A three-judge panel assigned to hear South Carolina’s request to implement its new voter ID law revealed an unusual split Friday, dividing 2-1 on a preliminary ruling in the case. The two judges in the majority, U.S. District Court Judges Colleen Kollar-Kotelly and John Bates, took a harder line against South Carolina’s efforts to invoke attorney-client privilege to shield material prepared by staff attorneys in the state Senate as the voter ID measure was being drafted. The dissenter, D.C. Circuit Judge Brett Kavanaugh, would have allowed South Carolina to keep more of the information secret from the Justice Department and civil rights groups who have intervened in the case. Lawyers following the case could not immediately point to another time in this election cycle that the the two-district-judge-and-one-appeals-court-judge panels that hear such disputes divided in a ruling.

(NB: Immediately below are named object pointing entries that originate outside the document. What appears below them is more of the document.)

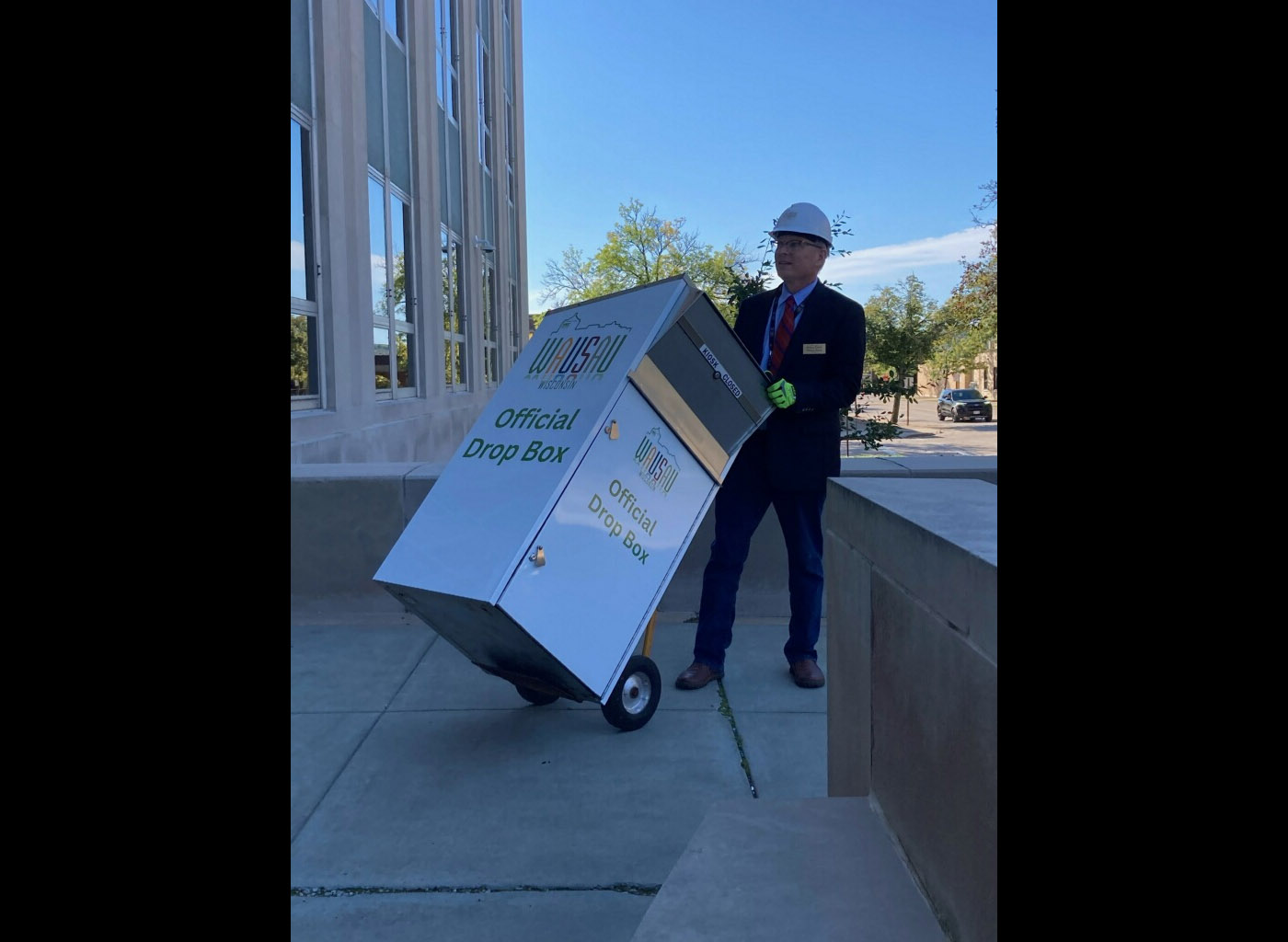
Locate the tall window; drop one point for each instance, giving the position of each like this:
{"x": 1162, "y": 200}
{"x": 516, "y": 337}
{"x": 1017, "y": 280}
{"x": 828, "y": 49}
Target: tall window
{"x": 393, "y": 282}
{"x": 483, "y": 75}
{"x": 512, "y": 212}
{"x": 305, "y": 367}
{"x": 453, "y": 215}
{"x": 491, "y": 362}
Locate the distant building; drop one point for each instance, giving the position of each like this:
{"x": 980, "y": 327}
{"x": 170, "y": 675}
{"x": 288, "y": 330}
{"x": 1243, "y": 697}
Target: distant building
{"x": 408, "y": 272}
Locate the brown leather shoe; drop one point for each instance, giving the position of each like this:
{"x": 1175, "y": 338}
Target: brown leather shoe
{"x": 807, "y": 672}
{"x": 697, "y": 675}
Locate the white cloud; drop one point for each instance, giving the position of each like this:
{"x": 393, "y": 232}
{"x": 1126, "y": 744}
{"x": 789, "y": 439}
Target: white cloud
{"x": 886, "y": 264}
{"x": 907, "y": 257}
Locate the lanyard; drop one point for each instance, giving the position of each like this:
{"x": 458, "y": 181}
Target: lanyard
{"x": 776, "y": 315}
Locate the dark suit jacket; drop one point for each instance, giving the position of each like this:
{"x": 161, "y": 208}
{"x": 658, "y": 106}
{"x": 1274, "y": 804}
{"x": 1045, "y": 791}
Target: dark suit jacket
{"x": 799, "y": 447}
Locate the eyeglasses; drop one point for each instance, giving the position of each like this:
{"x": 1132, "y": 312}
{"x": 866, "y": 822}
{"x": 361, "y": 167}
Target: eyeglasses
{"x": 794, "y": 244}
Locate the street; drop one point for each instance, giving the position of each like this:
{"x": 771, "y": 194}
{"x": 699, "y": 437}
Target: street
{"x": 925, "y": 434}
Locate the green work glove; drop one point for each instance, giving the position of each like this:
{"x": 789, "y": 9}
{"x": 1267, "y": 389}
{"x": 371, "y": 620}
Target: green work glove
{"x": 782, "y": 393}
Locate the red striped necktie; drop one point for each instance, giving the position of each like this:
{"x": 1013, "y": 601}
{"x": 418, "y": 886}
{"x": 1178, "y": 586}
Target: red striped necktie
{"x": 786, "y": 324}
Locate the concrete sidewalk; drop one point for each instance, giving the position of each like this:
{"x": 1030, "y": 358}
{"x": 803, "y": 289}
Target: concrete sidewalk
{"x": 431, "y": 802}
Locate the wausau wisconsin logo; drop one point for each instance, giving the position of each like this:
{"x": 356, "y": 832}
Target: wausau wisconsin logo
{"x": 656, "y": 462}
{"x": 576, "y": 352}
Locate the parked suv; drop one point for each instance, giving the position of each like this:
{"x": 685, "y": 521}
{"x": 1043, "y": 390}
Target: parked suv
{"x": 960, "y": 405}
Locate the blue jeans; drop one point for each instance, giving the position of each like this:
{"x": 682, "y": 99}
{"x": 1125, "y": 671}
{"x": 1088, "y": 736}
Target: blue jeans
{"x": 740, "y": 505}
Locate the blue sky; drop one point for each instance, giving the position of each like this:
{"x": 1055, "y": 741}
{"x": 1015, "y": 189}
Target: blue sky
{"x": 727, "y": 112}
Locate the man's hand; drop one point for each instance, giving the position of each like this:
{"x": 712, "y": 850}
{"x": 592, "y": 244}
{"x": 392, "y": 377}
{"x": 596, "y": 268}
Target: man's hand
{"x": 781, "y": 393}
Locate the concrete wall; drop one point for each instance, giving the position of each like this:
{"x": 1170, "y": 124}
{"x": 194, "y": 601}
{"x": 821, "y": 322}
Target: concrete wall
{"x": 347, "y": 517}
{"x": 912, "y": 678}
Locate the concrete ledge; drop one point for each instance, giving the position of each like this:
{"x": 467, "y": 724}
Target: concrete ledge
{"x": 345, "y": 518}
{"x": 808, "y": 868}
{"x": 911, "y": 574}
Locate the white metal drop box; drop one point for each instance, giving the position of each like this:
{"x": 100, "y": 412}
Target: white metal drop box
{"x": 547, "y": 542}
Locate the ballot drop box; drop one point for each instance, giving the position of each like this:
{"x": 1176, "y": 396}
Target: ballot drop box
{"x": 547, "y": 542}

“The baseline principle in this Circuit is…that a government attorney’s ‘advice on political, strategic, or policy issues [is] not . . . shielded from disclosure by the attorney-client privilege,'” Kollar-Kotelly and Bates wrote. “On the other hand, when a government attorney is not legislating but rather is providing legal advice, the attorney-client privilege does cover any confidential communications between the government client and attorney.”
After reviewing the allegedly privileged documents in camera, the two judges found the bulk of the documents protected as legal research, but more than a dozen other documents containing bill drafts and notes on technical, policy and “non- legal issues” unprivileged and subject to discovery by the lawyers opposing South Carolina’s request for pre-clearance of the voter ID law. Kavanaugh said the majority on the judicial panel was threatening the ability of legislators at all levels of government to rely on lawyers to prepare legislation.